The spin only magnetic moment of the $$\left[\mathrm{Mn}\left(\mathrm{H}_{2} \mathrm{O}\right)_{6}\right]^{2+}$$ complex can be calculated using the formula:

μ = $$\sqrt {n\left( {n + 2} \right)} $$ Bohr magnetons

Where n is the number of unpaired electrons in the complex. To find the number of unpaired electrons in $$\left[\mathrm{Mn}\left(\mathrm{H}_{2} \mathrm{O}\right)_{6}\right]^{2+}$$, we can use the electron configuration of the Mn ion:

For Mn²⁺ : 1s² 2s² 2p⁶ 3s² 3p⁶ 3d⁵

From the electron configuration, we can see that Mn²⁺ has 5 unpaired electrons.

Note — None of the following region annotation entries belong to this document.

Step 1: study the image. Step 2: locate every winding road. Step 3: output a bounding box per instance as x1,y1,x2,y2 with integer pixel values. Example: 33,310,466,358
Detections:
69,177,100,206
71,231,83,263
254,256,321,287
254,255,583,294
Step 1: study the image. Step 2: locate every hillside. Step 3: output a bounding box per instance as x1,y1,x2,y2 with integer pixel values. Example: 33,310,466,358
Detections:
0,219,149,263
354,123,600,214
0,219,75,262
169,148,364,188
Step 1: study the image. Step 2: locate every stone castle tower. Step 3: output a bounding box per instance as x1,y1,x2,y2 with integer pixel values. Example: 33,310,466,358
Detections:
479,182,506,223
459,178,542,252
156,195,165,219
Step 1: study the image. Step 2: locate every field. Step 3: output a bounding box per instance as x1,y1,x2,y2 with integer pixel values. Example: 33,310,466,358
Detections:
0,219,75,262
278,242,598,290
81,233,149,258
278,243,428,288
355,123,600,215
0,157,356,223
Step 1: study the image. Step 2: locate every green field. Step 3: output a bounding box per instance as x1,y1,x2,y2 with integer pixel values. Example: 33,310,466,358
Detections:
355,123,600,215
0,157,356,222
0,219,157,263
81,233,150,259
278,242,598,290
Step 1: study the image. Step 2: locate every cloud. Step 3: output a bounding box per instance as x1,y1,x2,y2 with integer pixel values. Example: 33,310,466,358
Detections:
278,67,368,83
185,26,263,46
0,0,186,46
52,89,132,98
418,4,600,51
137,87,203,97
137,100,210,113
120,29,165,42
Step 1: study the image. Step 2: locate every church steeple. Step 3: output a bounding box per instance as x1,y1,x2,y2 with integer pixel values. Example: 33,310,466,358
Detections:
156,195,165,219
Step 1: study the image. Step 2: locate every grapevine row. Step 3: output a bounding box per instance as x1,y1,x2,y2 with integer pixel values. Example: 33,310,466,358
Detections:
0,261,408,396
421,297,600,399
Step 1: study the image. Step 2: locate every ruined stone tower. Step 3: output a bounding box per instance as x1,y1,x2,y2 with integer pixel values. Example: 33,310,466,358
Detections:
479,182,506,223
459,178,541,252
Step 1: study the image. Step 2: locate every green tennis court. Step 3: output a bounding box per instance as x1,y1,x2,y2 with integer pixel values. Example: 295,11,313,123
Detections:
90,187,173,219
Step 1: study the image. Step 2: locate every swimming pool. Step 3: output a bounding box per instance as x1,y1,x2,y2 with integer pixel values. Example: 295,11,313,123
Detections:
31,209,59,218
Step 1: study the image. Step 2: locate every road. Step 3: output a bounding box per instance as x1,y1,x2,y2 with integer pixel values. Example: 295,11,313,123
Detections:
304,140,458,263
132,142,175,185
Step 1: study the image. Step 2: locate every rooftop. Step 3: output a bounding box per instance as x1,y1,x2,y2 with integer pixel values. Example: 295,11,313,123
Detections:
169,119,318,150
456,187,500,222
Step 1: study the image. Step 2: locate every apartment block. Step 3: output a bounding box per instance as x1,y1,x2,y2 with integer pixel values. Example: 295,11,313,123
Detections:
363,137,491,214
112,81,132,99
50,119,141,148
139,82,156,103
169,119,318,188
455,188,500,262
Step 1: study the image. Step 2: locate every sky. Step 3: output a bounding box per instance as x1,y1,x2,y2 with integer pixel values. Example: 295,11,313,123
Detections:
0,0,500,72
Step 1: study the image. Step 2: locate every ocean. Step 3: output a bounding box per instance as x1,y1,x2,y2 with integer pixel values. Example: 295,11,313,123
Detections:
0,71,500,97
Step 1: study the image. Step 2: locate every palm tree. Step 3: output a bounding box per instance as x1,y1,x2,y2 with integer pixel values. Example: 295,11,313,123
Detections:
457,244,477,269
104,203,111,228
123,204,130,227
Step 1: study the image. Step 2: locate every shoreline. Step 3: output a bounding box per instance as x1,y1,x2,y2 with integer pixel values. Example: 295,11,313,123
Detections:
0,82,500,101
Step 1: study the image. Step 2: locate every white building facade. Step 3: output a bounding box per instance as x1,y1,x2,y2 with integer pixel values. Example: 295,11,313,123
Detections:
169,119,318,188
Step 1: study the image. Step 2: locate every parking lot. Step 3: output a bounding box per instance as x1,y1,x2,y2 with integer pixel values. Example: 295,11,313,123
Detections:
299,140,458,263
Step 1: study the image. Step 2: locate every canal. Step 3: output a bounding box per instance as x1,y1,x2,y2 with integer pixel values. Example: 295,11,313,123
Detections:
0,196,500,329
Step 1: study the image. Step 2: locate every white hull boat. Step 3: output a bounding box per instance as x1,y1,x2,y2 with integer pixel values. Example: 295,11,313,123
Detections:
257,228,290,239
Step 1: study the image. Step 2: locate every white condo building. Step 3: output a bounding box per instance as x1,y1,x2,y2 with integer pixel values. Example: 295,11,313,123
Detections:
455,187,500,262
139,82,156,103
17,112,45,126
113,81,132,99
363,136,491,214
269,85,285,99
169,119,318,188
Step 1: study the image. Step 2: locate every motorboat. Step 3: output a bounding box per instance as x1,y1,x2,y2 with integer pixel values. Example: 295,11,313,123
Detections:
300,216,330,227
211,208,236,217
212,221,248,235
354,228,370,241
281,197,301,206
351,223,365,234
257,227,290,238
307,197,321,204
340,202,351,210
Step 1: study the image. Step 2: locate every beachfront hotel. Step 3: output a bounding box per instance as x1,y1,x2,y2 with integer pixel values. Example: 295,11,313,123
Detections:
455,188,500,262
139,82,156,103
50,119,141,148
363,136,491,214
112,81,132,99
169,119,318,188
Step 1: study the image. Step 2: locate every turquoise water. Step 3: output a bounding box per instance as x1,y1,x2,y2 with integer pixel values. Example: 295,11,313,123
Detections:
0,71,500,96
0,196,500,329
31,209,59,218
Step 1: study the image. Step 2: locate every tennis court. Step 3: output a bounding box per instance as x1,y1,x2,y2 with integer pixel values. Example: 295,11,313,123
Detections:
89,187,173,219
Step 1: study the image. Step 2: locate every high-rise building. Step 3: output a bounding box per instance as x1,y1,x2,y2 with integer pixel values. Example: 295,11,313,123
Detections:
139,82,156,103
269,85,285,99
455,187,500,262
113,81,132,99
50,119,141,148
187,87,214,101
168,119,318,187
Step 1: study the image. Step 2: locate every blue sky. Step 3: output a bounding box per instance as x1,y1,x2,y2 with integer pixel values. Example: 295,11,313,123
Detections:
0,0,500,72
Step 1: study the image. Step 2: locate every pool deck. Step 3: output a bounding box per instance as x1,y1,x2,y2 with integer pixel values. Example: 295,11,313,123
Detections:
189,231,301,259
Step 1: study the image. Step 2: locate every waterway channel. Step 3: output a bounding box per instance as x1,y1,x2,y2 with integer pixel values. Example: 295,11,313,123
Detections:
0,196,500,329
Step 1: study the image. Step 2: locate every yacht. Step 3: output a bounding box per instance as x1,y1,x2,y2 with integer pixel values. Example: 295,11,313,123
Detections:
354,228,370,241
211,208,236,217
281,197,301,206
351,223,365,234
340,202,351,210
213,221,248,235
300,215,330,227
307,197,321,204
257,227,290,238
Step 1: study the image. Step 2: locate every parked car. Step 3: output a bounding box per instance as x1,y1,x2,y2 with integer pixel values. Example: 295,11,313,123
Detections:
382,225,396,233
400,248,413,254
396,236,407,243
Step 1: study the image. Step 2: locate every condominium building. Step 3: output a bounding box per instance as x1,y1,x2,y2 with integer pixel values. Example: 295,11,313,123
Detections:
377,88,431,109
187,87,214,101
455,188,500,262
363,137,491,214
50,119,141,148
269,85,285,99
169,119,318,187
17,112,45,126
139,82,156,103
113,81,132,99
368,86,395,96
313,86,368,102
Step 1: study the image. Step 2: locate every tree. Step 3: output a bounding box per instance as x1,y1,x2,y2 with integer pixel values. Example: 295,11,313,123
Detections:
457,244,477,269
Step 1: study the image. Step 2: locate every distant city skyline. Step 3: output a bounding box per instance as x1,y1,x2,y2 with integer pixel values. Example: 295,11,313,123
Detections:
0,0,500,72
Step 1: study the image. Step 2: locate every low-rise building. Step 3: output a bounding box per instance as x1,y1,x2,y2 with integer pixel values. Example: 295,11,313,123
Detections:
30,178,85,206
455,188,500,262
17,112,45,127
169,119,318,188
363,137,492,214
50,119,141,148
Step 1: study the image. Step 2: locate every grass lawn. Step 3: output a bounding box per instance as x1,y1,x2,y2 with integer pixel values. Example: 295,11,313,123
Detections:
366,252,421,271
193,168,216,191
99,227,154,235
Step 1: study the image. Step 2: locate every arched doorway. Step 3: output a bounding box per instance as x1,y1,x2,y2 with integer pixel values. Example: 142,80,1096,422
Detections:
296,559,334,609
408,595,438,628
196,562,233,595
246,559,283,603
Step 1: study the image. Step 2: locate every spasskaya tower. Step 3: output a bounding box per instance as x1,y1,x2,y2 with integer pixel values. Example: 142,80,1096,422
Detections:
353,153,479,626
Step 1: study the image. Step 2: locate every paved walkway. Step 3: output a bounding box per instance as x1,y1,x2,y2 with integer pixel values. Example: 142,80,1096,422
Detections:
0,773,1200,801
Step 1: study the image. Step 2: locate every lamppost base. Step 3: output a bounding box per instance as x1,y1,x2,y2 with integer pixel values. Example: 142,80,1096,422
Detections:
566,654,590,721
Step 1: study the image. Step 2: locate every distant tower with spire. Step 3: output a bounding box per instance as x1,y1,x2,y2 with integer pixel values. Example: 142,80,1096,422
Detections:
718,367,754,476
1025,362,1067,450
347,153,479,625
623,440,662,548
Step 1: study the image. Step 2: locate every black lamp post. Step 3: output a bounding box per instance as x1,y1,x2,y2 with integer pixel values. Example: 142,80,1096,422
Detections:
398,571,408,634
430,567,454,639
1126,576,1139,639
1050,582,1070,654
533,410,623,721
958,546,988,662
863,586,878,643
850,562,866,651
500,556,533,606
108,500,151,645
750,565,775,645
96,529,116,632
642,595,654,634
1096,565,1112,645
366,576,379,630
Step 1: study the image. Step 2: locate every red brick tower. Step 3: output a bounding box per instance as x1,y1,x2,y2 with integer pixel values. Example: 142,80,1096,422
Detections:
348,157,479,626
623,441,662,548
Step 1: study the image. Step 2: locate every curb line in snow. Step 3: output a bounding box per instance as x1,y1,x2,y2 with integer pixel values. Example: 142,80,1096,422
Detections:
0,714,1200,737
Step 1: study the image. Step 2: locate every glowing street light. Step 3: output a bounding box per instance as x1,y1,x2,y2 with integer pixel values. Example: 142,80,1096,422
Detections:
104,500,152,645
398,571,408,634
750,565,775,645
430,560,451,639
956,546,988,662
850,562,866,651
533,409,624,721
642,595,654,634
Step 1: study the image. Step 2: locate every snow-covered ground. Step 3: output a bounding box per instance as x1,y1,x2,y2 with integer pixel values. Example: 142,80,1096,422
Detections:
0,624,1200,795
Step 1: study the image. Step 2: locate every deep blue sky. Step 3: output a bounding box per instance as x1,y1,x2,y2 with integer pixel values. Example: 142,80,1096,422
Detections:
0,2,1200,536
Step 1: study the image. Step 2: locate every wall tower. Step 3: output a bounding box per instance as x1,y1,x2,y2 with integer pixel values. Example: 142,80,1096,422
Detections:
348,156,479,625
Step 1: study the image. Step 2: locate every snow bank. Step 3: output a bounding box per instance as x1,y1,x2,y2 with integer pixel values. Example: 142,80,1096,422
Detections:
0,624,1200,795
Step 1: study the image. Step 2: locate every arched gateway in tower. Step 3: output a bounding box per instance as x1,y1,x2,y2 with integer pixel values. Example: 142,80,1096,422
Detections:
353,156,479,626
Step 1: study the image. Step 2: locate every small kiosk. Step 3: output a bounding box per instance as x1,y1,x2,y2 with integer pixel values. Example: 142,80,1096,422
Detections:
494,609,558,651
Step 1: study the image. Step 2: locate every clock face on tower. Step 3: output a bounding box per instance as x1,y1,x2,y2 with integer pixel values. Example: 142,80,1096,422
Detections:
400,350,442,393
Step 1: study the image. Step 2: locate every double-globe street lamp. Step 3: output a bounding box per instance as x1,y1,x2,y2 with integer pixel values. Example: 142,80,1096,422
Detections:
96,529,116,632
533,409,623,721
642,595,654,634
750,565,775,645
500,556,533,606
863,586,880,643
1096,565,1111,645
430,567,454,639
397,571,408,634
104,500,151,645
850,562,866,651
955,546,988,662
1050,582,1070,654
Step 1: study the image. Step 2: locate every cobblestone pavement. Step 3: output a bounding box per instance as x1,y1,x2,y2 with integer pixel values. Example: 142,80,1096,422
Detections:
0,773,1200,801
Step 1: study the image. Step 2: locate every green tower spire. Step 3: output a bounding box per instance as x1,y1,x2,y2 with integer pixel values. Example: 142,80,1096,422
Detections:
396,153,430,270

Thus, the spin only magnetic moment of $$\left[\mathrm{Mn}\left(\mathrm{H}_{2} \mathrm{O}\right)_{6}\right]^{2+}$$ is:

μ = $$\sqrt {5\left( {5 + 2} \right)} $$ = $$\sqrt {35} $$ = 5.9 Bohr Magnetons

The nearest integer to 5.9 is 6.

Hence, the spin only magnetic moment of $$\left[\mathrm{Mn}\left(\mathrm{H}_{2} \mathrm{O}\right)_{6}\right]^{2+}$$ is 6 Bohr magnetons.